Fortunately the gun was fired from a place almost directly opposite the front door end of our house, so if we kept either in the little passage at the back of the dining-room or, better still, in the covered way between the house and the kitchen block, we should be fairly safe, for we had come to know from experience that a shell is usually exploded by the first wall it touches, but that it has sufficient impetus to carry it through that wall, and actually bursts in the first room it comes into. Coming from the direction they did, these shells would have to come through at least two pretty solid walls before they reached the other end of the house, so we felt fairly safe. The shelling went on until about dark, and then stopped, greatly to our relief. The damage done was not great; two men were hurt by splinters of wood, and a child was more seriously hurt and subsequently died, not exactly from the shell wound, but undoubtedly that helped.

Next morning we expected to be roused out quite early by the big gun, but to our great delight it did not start, so as the day crept on all sorts of rumours began to fly about, principally that "Long Cecil," who had been pounding away manfully at this Boer gun all the previous day, had smashed it up.
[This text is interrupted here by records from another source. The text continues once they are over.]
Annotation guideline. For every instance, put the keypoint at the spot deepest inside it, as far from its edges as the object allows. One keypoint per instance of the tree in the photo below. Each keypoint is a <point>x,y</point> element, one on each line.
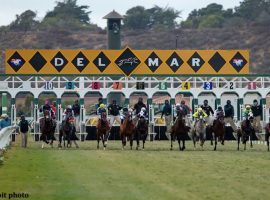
<point>67,14</point>
<point>24,22</point>
<point>251,9</point>
<point>140,18</point>
<point>136,18</point>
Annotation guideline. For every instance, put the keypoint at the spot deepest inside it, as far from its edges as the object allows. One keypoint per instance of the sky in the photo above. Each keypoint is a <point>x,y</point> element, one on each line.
<point>99,8</point>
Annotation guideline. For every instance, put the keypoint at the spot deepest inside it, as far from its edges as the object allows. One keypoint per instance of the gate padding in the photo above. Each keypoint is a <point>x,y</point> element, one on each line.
<point>127,62</point>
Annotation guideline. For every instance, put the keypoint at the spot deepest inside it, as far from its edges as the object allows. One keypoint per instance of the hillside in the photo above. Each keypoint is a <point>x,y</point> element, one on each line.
<point>254,38</point>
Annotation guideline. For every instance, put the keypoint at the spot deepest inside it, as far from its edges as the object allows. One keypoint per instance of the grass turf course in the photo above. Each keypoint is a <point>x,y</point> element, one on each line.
<point>155,173</point>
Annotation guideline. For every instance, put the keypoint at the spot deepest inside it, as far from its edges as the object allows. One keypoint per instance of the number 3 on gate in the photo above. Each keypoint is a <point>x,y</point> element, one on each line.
<point>95,85</point>
<point>185,85</point>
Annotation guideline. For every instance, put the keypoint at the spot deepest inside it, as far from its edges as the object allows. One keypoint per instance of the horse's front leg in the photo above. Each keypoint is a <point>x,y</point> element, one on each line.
<point>137,136</point>
<point>123,138</point>
<point>215,138</point>
<point>131,141</point>
<point>172,141</point>
<point>267,140</point>
<point>144,139</point>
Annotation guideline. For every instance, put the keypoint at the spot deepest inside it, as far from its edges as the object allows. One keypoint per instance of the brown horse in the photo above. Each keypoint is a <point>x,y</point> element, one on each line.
<point>246,132</point>
<point>267,135</point>
<point>127,131</point>
<point>67,132</point>
<point>199,132</point>
<point>103,129</point>
<point>179,130</point>
<point>141,131</point>
<point>218,130</point>
<point>47,128</point>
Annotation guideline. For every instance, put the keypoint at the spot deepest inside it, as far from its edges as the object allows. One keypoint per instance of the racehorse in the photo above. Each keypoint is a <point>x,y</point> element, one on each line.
<point>66,130</point>
<point>199,132</point>
<point>179,130</point>
<point>267,134</point>
<point>141,131</point>
<point>127,131</point>
<point>103,130</point>
<point>218,130</point>
<point>47,128</point>
<point>246,132</point>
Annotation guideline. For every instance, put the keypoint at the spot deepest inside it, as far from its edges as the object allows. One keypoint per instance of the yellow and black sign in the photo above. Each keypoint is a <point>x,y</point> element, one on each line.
<point>127,62</point>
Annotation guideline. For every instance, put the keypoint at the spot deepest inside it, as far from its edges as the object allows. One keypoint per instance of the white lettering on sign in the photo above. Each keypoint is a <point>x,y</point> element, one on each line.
<point>100,64</point>
<point>80,62</point>
<point>196,62</point>
<point>174,62</point>
<point>152,62</point>
<point>58,62</point>
<point>128,61</point>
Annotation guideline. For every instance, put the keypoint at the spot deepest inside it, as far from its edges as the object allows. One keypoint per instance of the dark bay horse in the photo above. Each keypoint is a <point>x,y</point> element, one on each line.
<point>246,132</point>
<point>127,131</point>
<point>103,129</point>
<point>218,130</point>
<point>47,128</point>
<point>179,130</point>
<point>141,131</point>
<point>267,135</point>
<point>67,128</point>
<point>199,132</point>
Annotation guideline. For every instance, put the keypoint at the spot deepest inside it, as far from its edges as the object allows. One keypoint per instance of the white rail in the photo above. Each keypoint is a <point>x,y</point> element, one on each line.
<point>5,136</point>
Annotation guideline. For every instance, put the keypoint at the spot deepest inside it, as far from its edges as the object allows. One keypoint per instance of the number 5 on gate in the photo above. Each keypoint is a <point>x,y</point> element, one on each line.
<point>185,85</point>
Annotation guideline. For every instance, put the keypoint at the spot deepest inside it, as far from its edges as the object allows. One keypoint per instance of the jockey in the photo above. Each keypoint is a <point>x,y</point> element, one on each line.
<point>247,113</point>
<point>114,113</point>
<point>125,113</point>
<point>142,113</point>
<point>47,106</point>
<point>68,112</point>
<point>101,109</point>
<point>199,112</point>
<point>218,114</point>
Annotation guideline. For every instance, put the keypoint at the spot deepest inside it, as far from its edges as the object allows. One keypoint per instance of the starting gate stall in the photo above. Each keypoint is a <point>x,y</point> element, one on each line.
<point>157,105</point>
<point>132,72</point>
<point>90,110</point>
<point>120,99</point>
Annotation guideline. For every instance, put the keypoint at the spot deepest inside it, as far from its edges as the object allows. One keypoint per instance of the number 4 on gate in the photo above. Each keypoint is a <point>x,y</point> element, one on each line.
<point>95,85</point>
<point>117,86</point>
<point>185,85</point>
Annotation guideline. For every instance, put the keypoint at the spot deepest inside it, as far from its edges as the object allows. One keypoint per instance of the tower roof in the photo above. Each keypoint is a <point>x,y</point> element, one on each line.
<point>113,15</point>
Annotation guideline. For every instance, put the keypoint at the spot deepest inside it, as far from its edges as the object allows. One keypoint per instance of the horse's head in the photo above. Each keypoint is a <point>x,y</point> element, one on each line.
<point>47,115</point>
<point>104,116</point>
<point>70,120</point>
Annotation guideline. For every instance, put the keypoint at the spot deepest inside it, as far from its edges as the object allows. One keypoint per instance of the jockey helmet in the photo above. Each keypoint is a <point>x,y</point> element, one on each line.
<point>143,109</point>
<point>47,101</point>
<point>248,107</point>
<point>102,105</point>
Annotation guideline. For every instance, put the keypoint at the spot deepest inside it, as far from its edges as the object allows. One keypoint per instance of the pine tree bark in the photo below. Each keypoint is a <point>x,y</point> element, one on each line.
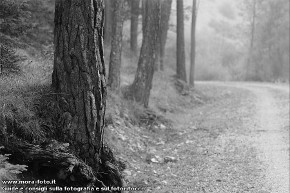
<point>180,52</point>
<point>135,11</point>
<point>79,80</point>
<point>165,16</point>
<point>142,84</point>
<point>116,45</point>
<point>192,54</point>
<point>108,22</point>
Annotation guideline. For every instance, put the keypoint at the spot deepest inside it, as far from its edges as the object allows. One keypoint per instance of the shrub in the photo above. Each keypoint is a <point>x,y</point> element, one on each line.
<point>9,60</point>
<point>9,171</point>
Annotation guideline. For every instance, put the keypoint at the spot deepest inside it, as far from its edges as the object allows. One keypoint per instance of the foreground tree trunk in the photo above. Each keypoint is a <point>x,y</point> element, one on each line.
<point>116,45</point>
<point>142,84</point>
<point>192,54</point>
<point>165,16</point>
<point>79,78</point>
<point>135,11</point>
<point>180,53</point>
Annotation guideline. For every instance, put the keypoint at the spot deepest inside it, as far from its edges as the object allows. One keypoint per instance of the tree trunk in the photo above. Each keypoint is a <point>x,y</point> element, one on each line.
<point>135,11</point>
<point>79,78</point>
<point>116,46</point>
<point>192,54</point>
<point>165,16</point>
<point>108,22</point>
<point>180,53</point>
<point>142,84</point>
<point>252,38</point>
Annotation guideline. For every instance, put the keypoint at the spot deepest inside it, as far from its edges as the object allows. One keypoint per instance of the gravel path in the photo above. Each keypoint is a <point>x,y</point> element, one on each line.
<point>237,141</point>
<point>269,132</point>
<point>272,137</point>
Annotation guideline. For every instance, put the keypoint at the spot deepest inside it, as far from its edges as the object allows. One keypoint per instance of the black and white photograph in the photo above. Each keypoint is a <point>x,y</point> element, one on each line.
<point>144,96</point>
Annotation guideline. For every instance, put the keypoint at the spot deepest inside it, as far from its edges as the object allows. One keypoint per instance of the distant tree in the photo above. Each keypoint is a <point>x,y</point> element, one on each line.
<point>180,53</point>
<point>14,17</point>
<point>192,53</point>
<point>108,22</point>
<point>79,82</point>
<point>135,11</point>
<point>116,45</point>
<point>164,26</point>
<point>252,36</point>
<point>141,87</point>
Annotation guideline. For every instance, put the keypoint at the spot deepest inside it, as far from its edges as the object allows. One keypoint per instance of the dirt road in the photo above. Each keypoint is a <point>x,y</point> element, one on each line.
<point>225,138</point>
<point>269,132</point>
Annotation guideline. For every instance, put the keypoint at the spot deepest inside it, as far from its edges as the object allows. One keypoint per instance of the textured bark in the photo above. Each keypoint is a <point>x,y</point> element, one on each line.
<point>192,53</point>
<point>108,22</point>
<point>79,75</point>
<point>80,84</point>
<point>165,16</point>
<point>180,53</point>
<point>135,11</point>
<point>116,45</point>
<point>142,84</point>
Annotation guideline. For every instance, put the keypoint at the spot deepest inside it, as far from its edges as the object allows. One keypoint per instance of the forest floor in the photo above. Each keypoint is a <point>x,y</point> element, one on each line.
<point>220,137</point>
<point>235,141</point>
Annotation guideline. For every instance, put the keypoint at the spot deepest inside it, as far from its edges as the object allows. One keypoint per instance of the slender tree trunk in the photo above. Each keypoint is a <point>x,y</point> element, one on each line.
<point>252,38</point>
<point>108,22</point>
<point>180,54</point>
<point>116,46</point>
<point>192,54</point>
<point>135,11</point>
<point>142,84</point>
<point>79,78</point>
<point>165,16</point>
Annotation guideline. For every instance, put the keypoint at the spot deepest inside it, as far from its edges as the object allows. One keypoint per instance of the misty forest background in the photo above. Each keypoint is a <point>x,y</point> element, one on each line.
<point>218,40</point>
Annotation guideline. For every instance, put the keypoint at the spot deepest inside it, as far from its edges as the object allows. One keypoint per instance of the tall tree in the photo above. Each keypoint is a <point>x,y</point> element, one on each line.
<point>180,52</point>
<point>164,26</point>
<point>192,53</point>
<point>108,22</point>
<point>79,79</point>
<point>141,87</point>
<point>116,45</point>
<point>135,11</point>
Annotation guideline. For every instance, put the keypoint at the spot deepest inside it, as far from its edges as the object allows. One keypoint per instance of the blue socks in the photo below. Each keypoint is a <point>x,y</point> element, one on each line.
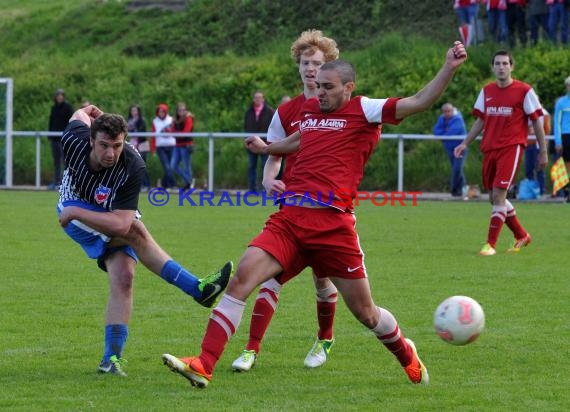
<point>176,275</point>
<point>115,338</point>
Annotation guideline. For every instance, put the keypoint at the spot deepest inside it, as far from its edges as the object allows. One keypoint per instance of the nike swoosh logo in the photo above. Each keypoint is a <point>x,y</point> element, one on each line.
<point>217,289</point>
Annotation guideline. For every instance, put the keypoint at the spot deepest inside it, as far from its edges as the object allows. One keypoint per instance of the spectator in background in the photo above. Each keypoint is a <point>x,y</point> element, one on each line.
<point>562,128</point>
<point>516,22</point>
<point>497,19</point>
<point>163,144</point>
<point>532,171</point>
<point>451,123</point>
<point>61,112</point>
<point>558,16</point>
<point>136,124</point>
<point>257,119</point>
<point>183,123</point>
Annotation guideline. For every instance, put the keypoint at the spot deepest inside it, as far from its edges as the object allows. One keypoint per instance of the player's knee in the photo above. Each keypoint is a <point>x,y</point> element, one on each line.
<point>368,316</point>
<point>328,293</point>
<point>123,281</point>
<point>137,233</point>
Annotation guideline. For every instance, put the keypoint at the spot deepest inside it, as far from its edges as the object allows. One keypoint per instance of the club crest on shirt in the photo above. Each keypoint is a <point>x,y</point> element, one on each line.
<point>323,124</point>
<point>102,194</point>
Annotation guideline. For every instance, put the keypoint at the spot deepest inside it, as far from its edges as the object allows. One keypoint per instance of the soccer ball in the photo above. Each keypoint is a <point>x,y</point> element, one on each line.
<point>459,320</point>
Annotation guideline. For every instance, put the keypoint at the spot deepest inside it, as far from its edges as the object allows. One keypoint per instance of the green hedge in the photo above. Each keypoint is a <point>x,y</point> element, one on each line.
<point>214,57</point>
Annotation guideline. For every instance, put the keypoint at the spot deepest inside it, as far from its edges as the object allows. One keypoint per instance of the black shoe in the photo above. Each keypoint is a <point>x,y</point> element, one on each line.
<point>213,285</point>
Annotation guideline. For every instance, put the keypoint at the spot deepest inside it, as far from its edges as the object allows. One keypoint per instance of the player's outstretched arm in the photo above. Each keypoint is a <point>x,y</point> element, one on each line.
<point>427,96</point>
<point>113,224</point>
<point>538,127</point>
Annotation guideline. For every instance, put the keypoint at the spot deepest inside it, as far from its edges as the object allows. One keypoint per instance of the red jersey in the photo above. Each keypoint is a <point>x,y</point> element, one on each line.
<point>285,122</point>
<point>506,112</point>
<point>335,147</point>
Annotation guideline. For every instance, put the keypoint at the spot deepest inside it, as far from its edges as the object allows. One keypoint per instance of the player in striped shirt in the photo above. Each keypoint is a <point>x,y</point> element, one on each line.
<point>98,209</point>
<point>335,139</point>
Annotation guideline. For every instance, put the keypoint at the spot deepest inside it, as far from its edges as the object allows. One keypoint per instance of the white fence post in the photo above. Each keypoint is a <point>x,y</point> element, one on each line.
<point>210,163</point>
<point>38,161</point>
<point>400,163</point>
<point>9,119</point>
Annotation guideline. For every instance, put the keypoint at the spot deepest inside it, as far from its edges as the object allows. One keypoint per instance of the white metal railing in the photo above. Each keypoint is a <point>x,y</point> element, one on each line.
<point>212,136</point>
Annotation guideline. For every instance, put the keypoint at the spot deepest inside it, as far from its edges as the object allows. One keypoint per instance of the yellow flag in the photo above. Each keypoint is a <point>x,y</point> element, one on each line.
<point>558,175</point>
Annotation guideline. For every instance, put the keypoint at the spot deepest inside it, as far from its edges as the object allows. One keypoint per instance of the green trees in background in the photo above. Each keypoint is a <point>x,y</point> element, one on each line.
<point>215,53</point>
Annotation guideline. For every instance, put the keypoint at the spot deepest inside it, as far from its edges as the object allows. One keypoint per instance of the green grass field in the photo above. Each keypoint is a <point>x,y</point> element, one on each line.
<point>53,300</point>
When lunch-time came and no big gun, we began to feel quite cheerful, but about four o'clock they began again, and for some time heaved a shell into us every two minutes, but they could not keep that up long, as of course the gun got hot and had to cool off". One of the early shells burst in the air, and a piece of it dropped through a roof near the bank and knocked a man's brains out, killing him on the spot. Another came through a photographer's opposite the club and burst on the pavement, and fragments of it flew on to the club verandah and out at the side, one of them rising high again and knocking the cross off the end of the Catholic Church at the side of the club. A patient of mine got a chunk of this in his leg as he stood at the club. Just where the shell came through the photographer's wall, a big portrait of Rhodes hung, and the shell landed squarely in the middle of this and knocked it into smithereens. A little later on another shell dropped into a big shop next door to S.'s and set fire to it. The whole place burnt down, and S.'s place caught fire, but they managed to put it out.

When this happened, I had only just left S.'s private house, where I was seeing Mrs. S., who was ill. S. and I had been joking (we had to joke to keep up our spirits) about the shells, and he had asked me to give him some medicine to make his knees feel stronger when the gun went off, and the next minute his shop was nearly destroyed.